I usually write Guest Columns for the Doylestown-based Intelligencer. When I called Alan Kerr he told told me his readers would not be interested.
Perfect, I said, then we'll teach them to appreciate poetry.
Since I'm gonna write a story about the NAMI Walk in early May, he gave me a choice. I chose the NAMI walk and then got in touch with their sister paper, the Courier Times, headquartered in Levittown.
Guy P, editorial page editor, published it in today's paper.

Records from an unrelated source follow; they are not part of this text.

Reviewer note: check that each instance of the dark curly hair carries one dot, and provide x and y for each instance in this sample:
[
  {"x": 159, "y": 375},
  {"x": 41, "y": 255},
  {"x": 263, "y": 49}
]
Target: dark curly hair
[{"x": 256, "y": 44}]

After doing my back exercises and eating a delicious mushroom-onion-garlic (hah!) omelet, I picked up a copy at Burdick's News Agency in Hatboro.
Since I'm throwing away lots of my old photos, I found this one of Francis Burdick, founder of the company.
Look! I found his grave on the Internet! He's buried in the Hatboro Cemetery. To process my feelings about my father's death at 59, I wrote an article about the cemetery, managed, at the time by the Yerkes family.
Here's Mr Burdick's daughter Sandra. She was very happy I brought in the photo. Next to her is Leo who helps out. He poured me a steaming hot cup of Ellis Coffee. (The principals of the company used to live across the street from my mom, but moved out due to "getting on in years.")
The news agency is doing okay, financially, but has had to cut back a lot, esp. on deliveries of newspapers. Oh, how we love newspapers and want to keep them in business.
Their main sellers are tobacco products.
They also have a soda fountain, yes, an old-fashioned soda fountain.
Today's kids have no idea what that is.
Hey, let's all of us geriatrics meet at the soda fountain and slurp up Root Beer Floats.
It seems like it only took a fortnight to become a geriatric.
Mark Amos is wonderful! He special-ordered ribbon cartridges for my printer since I told him I'd rather buy from him than Staples, so I picked em up today.
Before I left home for my Hatboro adventures, I entered a piece into a CNF - creative nonfiction - contest on Hippocampus.
BUT I didn't realize I missed the deadline, which was two days ago.
I was so mad!
You had to use their "prompt" which is the first sentence.
WHAT FELL FROM THE SKY
I immediately regretted putting it in my mouth. It had been a good fifty years since the last time I tasted it, and, oh, baby, the world was a different place back then. Dad drove a Country Squire Station Wagon and we had no idea that the emissions coughing from the exhaust would one day cause the polar ice to collapse, the sunsets burn brighter and bring us such brutally cold winters that I lined my trousers with flannel pajamas and wrapped a scarf across my face when I walked to the curb for the mail.
That something as innocent as the gently falling snow would become nearly as toxic as radioactivity! “Dad!” I cried out to my dead father, “Look what they’re doing to our beautiful world!”
Before logic could stop me, I brushed off a handful of snow from the railing outside my door and swept it into my mouth. Quickly it melted and I cupped my bare hand again and stuffed more into my waiting mouth. And did it again and again.
The mail truck with chains on its tires chugged up our hilly street.
Oh, well, enjoy your cream of asparagus soup made with - what? - quinoa milk beverage?